Travel agents are increasingly selling vacationers something they can’t book on the Internet: friends. Bluefish Concierge recently got a client vacationing in St. Tropez onto a private yacht trip with local movers and shakers, introduced a traveler to a French pearl-seller in Bora Bora, and in August squeezed clients vacationing in Miami into private parties after the MTV Video Music Awards. Ellison Poe, president of Arkansas-based Poe Travel, says she taps her friends around the world, including a safari leader who invited two honeymooning clients to a personal gathering at his home in Nairobi, Kenya. Another travel agent arranged for a friend who lives on Italy’s Amalfi Coast to drop in on her clients and take them for a walk.

Travel companies and schools have been introducing visitors to locals for years, of course — arranging home-stays with families, or setting up lunch visits with residents — but those primarily are designed for students or budget travelers.
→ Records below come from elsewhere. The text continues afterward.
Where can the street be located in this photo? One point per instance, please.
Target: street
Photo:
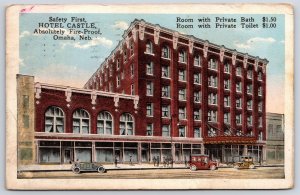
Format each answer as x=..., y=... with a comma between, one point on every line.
x=221, y=173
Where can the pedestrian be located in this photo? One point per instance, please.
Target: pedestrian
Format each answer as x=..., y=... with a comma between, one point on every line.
x=116, y=161
x=154, y=161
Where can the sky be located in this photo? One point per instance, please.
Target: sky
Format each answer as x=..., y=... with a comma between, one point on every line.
x=72, y=63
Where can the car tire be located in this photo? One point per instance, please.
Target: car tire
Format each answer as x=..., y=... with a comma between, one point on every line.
x=193, y=168
x=101, y=170
x=213, y=167
x=76, y=170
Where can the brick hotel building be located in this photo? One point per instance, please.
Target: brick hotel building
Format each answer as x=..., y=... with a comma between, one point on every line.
x=159, y=93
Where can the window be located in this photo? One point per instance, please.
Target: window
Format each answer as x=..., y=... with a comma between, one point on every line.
x=260, y=76
x=131, y=48
x=227, y=117
x=197, y=78
x=197, y=114
x=249, y=89
x=238, y=132
x=165, y=111
x=118, y=64
x=249, y=74
x=197, y=96
x=239, y=103
x=227, y=67
x=126, y=124
x=111, y=87
x=212, y=132
x=260, y=136
x=213, y=64
x=182, y=56
x=197, y=60
x=81, y=121
x=212, y=98
x=149, y=47
x=149, y=129
x=165, y=71
x=101, y=81
x=249, y=104
x=182, y=94
x=165, y=52
x=260, y=121
x=238, y=119
x=212, y=116
x=118, y=81
x=166, y=130
x=227, y=84
x=149, y=109
x=212, y=81
x=197, y=132
x=182, y=131
x=249, y=120
x=260, y=106
x=260, y=91
x=106, y=76
x=131, y=70
x=149, y=89
x=125, y=55
x=165, y=91
x=181, y=75
x=227, y=101
x=182, y=113
x=132, y=89
x=54, y=120
x=110, y=70
x=149, y=68
x=104, y=123
x=238, y=71
x=238, y=86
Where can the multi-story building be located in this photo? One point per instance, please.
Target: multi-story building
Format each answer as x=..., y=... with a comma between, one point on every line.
x=275, y=138
x=158, y=94
x=189, y=90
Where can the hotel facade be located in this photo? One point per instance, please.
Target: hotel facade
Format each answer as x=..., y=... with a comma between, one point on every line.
x=158, y=94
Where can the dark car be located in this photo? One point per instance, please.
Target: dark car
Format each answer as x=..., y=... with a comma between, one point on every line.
x=245, y=162
x=78, y=167
x=202, y=161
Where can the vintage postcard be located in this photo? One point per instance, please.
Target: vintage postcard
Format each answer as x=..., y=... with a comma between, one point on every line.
x=179, y=96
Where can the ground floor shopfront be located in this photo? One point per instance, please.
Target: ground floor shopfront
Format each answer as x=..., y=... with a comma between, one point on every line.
x=64, y=151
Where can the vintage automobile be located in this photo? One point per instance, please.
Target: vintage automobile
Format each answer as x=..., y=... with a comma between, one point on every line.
x=245, y=162
x=78, y=167
x=202, y=162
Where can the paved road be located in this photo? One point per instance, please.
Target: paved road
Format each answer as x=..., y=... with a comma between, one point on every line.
x=222, y=173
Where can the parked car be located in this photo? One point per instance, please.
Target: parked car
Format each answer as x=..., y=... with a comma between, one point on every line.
x=245, y=162
x=202, y=162
x=78, y=167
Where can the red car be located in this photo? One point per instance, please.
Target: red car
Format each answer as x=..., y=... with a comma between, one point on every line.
x=202, y=162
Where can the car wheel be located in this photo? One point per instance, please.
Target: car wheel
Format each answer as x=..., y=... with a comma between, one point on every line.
x=213, y=167
x=101, y=170
x=76, y=170
x=193, y=168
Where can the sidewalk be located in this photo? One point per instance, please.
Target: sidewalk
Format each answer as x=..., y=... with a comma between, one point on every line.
x=144, y=166
x=67, y=167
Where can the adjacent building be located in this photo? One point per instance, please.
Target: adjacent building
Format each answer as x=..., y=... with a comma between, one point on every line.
x=158, y=94
x=275, y=138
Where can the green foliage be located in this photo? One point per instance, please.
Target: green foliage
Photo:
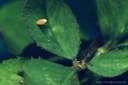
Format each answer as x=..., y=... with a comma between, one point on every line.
x=9, y=72
x=110, y=64
x=13, y=27
x=113, y=17
x=42, y=72
x=61, y=35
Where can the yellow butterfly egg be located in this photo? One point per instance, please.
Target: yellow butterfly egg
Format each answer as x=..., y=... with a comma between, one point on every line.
x=41, y=21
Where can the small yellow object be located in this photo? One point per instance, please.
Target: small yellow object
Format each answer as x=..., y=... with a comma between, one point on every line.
x=41, y=21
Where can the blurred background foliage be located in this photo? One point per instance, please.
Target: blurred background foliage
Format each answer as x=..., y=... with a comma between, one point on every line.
x=15, y=39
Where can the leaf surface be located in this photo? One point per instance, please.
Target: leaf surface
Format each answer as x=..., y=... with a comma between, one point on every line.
x=110, y=64
x=42, y=72
x=60, y=34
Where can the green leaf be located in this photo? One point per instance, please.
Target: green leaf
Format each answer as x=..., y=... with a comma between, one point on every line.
x=113, y=17
x=13, y=27
x=42, y=72
x=110, y=64
x=9, y=72
x=60, y=35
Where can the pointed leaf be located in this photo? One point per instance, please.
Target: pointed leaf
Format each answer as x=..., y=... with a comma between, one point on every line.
x=110, y=64
x=42, y=72
x=60, y=34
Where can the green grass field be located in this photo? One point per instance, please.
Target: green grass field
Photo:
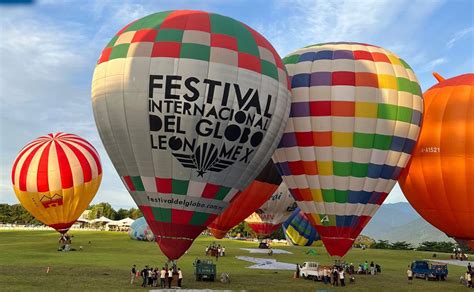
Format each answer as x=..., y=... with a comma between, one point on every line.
x=105, y=264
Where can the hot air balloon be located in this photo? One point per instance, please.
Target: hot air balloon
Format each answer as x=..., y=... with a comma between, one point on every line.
x=299, y=230
x=139, y=230
x=437, y=182
x=189, y=106
x=355, y=117
x=259, y=191
x=55, y=177
x=272, y=213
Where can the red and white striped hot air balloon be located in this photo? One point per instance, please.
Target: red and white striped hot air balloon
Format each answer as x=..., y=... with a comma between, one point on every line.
x=55, y=178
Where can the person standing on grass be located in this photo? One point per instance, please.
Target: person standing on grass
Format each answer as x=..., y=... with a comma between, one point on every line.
x=335, y=277
x=144, y=274
x=162, y=277
x=409, y=275
x=170, y=277
x=180, y=277
x=133, y=273
x=341, y=277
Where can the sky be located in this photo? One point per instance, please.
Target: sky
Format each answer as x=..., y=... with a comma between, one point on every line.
x=48, y=52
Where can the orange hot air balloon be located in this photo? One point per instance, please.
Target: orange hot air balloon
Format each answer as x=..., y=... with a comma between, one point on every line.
x=438, y=182
x=55, y=178
x=259, y=191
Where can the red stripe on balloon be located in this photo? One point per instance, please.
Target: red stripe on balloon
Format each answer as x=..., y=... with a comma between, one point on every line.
x=85, y=166
x=15, y=164
x=64, y=167
x=25, y=166
x=42, y=178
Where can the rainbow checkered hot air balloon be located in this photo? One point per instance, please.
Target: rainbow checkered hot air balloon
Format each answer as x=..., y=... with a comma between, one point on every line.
x=298, y=229
x=190, y=106
x=55, y=177
x=355, y=118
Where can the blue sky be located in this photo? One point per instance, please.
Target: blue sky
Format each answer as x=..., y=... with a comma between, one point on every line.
x=48, y=52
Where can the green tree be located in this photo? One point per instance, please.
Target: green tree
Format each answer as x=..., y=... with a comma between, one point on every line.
x=381, y=244
x=401, y=245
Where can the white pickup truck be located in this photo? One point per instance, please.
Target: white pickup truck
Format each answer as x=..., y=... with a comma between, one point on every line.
x=311, y=270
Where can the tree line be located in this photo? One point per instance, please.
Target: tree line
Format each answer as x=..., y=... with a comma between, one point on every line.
x=17, y=214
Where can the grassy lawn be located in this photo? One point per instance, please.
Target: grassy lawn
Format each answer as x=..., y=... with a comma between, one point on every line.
x=104, y=264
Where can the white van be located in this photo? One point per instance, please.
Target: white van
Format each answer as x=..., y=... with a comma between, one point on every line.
x=310, y=270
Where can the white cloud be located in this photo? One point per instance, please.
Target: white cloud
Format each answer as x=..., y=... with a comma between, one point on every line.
x=432, y=65
x=459, y=35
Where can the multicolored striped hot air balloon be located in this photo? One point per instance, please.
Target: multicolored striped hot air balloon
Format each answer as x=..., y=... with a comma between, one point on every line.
x=249, y=200
x=139, y=230
x=355, y=118
x=437, y=182
x=190, y=106
x=273, y=213
x=299, y=230
x=55, y=177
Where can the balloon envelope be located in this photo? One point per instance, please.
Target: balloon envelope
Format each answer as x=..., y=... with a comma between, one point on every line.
x=139, y=230
x=273, y=212
x=188, y=105
x=55, y=177
x=247, y=201
x=355, y=117
x=438, y=181
x=299, y=230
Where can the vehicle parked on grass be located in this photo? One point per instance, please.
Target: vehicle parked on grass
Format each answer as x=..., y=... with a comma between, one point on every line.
x=310, y=270
x=429, y=270
x=204, y=270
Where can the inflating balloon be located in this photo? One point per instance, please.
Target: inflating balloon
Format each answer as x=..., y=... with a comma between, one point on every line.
x=249, y=200
x=139, y=230
x=272, y=213
x=438, y=181
x=55, y=177
x=189, y=105
x=299, y=230
x=355, y=117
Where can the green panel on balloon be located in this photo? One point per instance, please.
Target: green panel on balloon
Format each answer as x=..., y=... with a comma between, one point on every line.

Web sites like jambo.net and asmallworld.net also let travelers connect directly with potential friends. But the newer services offer more-tailored introductions; rarely advertised, they often come as part of travel bookings that cost tens of thousands of dollars. Such services are being offered by a range of travel agencies, high- end concierge services and other companies whose offerings include vacation planning. Personal-concierge services such as Elan, Mint Lifestyle and Preferred Group, all founded over the past three years, say they’re increasingly planning travel, and as part of that service often help clients gain access to social scenes away from home.

When it was launched 11 years ago, Bluefish, a concierge service in West Palm Beach, Fla., was getting its clients into exclusive restaurants or VIP boxes at local football games; now, with travel representing 65% of its business, it’s helping its customers gain access to parties and events in spots like Monaco and Venice. These customized social offerings are one way for travel agents to compete with less-expensive online booking services. Since 2000, the percentage of people who book their travel on the Internet has doubled, according to the American Society of Travel Agents, and employment of travel agents is expected to decline over the next decade, according to the Bureau of Labor Statistics. It’s impossible to affix a price to friendship, of course, or to set a value on an opened door. Still, for the agencies that offer them, these services tend to pay handsomely: Prices range from hundreds or thousands of dollars for an agency to set up contacts or entrance to a VIP event, to millions or more for full trips that include custom introductions.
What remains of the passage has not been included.